Table of Contents Author Guidelines Submit a Manuscript
BioMed Research International
Volume 2015, Article ID 960108, 12 pages
Research Article

Improved Pre-miRNA Classification by Reducing the Effect of Class Imbalance

1School of Computer Science and Technology, Key Laboratory of Database and Parallel Computing of Heilongjiang Province, Heilongjiang University, Harbin 150080, China
2School of Computer and Information Engineering, Harbin University of Commerce, Harbin 150028, China

Received 15 May 2015; Revised 18 October 2015; Accepted 20 October 2015

Academic Editor: Graziano Pesole

Copyright © 2015 Yingli Zhong et al. This is an open access article distributed under the Creative Commons Attribution License, which permits unrestricted use, distribution, and reproduction in any medium, provided the original work is properly cited.

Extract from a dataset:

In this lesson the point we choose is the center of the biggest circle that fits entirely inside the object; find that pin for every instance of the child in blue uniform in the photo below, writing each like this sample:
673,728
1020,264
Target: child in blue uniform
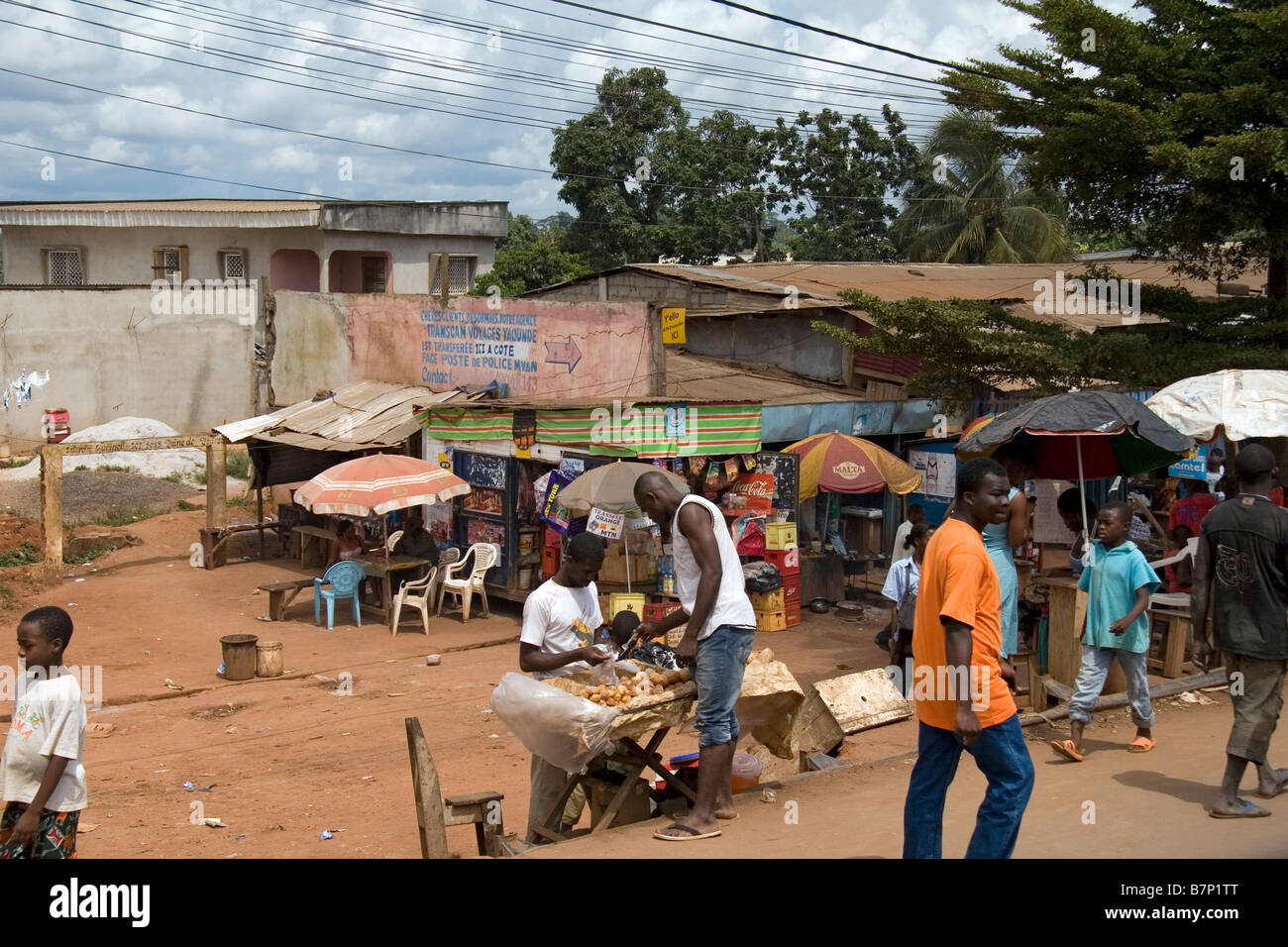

MicroRNAs (miRNAs) play important roles in the diverse biological processes of animals and plants. Although the prediction methods based on machine learning can identify nonhomologous and species-specific miRNAs, they suffered from severe class imbalance on real and pseudo pre-miRNAs. We propose a pre-miRNA classification method based on cost-sensitive ensemble learning and refer to it as MiRNAClassify. Through a series of iterations, the information of all the positive and negative samples is completely exploited. In each iteration, a new classification instance is trained by the equal number of positive and negative samples. In this way, the negative effect of class imbalance is efficiently relieved. The new instance primarily focuses on those samples that are easy to be misclassified. In addition, the positive samples are assigned higher cost weight than the negative samples. MiRNAClassify is compared with several state-of-the-art methods and some well-known classification models by testing the datasets about human, animal, and plant. The result of cross validation indicates that MiRNAClassify significantly outperforms other methods and models. In addition, the newly added pre-miRNAs are used to further evaluate the ability of these methods to discover novel pre-miRNAs. MiRNAClassify still achieves consistently superior performance and can discover more pre-miRNAs.